Being taller is associated with a shorter life span, for reasons that are far from fully explored. The role of growth hormone in longevity is no doubt close to the roots of this correlation, but there are plenty of questions remaining, such as why lung disease plays a sizable role in greater mortality for taller people in later life. As illustrated by the research here, there is a bright side to being taller, which is that epidemiological studies show taller people to have a lesser incidence of dementia. Again, why exactly this is the case is far from fully explored. These and other natural variations between people are interesting, but we should expect them to vanish with the introduction of the first rejuvenation therapies in the near future, swamped by the benefits that might be achieved by directly addressing the causes of aging.

This study examined the relationship between body height and dementia and explored the impact of intelligence level, educational attainment, early life environment, and familial factors. A total of 666,333 men, 70,608 brothers, and 7388 twin brothers born 1939-1959 and examined at the conscript board were followed in Danish nationwide registers (1969-2016). Cox regression models were applied to analyze the association between body height and dementia. The findings of this current study provide substantial support to previous evidence of a link between body height and dementia. All previous studies had accounted for educational level and other socioeconomic indicators, yet none of these studies had adjusted for intelligence level earlier in life. Intelligence level has been suggested to be a stronger marker of brain and cognitive reserve than educational level. Intelligence level is furthermore correlated with body height and by itself associated with dementia.
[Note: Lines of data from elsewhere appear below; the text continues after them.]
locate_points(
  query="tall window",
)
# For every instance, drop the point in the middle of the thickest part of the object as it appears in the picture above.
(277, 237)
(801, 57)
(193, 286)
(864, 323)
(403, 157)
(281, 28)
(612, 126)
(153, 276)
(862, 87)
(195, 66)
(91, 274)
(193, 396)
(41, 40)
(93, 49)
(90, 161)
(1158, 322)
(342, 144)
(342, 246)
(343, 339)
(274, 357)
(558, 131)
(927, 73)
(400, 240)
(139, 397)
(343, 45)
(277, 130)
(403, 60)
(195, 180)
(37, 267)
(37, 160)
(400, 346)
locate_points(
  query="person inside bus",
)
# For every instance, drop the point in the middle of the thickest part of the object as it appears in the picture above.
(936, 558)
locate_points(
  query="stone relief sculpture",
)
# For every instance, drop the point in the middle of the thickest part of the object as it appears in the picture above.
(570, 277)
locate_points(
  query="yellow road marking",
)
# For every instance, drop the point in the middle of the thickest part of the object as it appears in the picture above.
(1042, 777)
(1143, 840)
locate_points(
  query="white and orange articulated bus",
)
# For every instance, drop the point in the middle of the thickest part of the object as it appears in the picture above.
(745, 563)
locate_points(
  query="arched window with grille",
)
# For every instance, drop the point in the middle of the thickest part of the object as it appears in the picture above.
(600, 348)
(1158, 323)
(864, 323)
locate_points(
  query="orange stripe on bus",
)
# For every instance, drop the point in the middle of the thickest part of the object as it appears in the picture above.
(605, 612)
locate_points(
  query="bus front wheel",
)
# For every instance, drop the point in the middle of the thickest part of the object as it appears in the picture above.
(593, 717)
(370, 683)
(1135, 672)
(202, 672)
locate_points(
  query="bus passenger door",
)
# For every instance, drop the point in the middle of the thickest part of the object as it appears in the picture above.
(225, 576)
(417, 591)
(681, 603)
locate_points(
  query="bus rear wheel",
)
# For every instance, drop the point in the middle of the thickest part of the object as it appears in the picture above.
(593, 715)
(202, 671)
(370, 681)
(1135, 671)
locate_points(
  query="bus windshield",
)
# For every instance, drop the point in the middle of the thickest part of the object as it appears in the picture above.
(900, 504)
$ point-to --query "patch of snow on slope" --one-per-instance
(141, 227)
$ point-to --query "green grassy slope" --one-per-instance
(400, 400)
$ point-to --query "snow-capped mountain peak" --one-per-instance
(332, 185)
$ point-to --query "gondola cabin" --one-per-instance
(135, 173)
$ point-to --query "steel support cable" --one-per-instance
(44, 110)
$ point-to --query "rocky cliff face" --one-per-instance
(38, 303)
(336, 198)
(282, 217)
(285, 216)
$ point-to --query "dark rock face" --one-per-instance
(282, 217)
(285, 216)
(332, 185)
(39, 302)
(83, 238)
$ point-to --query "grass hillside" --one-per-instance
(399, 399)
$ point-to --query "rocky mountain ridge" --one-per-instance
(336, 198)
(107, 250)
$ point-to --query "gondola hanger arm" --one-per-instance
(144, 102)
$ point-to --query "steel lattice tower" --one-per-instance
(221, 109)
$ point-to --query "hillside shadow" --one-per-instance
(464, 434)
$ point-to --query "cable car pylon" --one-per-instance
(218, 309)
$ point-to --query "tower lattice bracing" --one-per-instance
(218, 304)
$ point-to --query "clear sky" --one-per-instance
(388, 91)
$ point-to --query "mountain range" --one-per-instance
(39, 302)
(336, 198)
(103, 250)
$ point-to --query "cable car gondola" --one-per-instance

In contrast to previous studies, we also investigated the impact of other potential early-life familial factors including genetics and socioeconomic resources in the family that may influence both body height and later risk of dementia. Body height has been shown to have a strong genetic component with around 80% of the variation in populations being explained by genetic differences between individuals. The genetic component of height has furthermore been found to be consistent across countries independent of living standards. The genetic and environmental variation influencing body height, but not risk of dementia, is smaller within brothers than between men in general, which may weaken the association between body height and dementia in the latter compared to the former group. Through this mechanism, the finding of a stronger association within brothers may be explained by less dilution of the effects of different harmful exposures early in life influencing both body growth and risk of dementia. These findings furthermore suggests that genetics has a minor role in the association of body height and dementia.

In conclusion, taller body height at the entry to adulthood, supposed to be a marker of early-life environment, is associated with lower risk of dementia diagnosis later in life. The association persisted when adjusted for educational level and intelligence test scores in young adulthood, suggesting that height is not just acting as an indicator of cognitive reserve.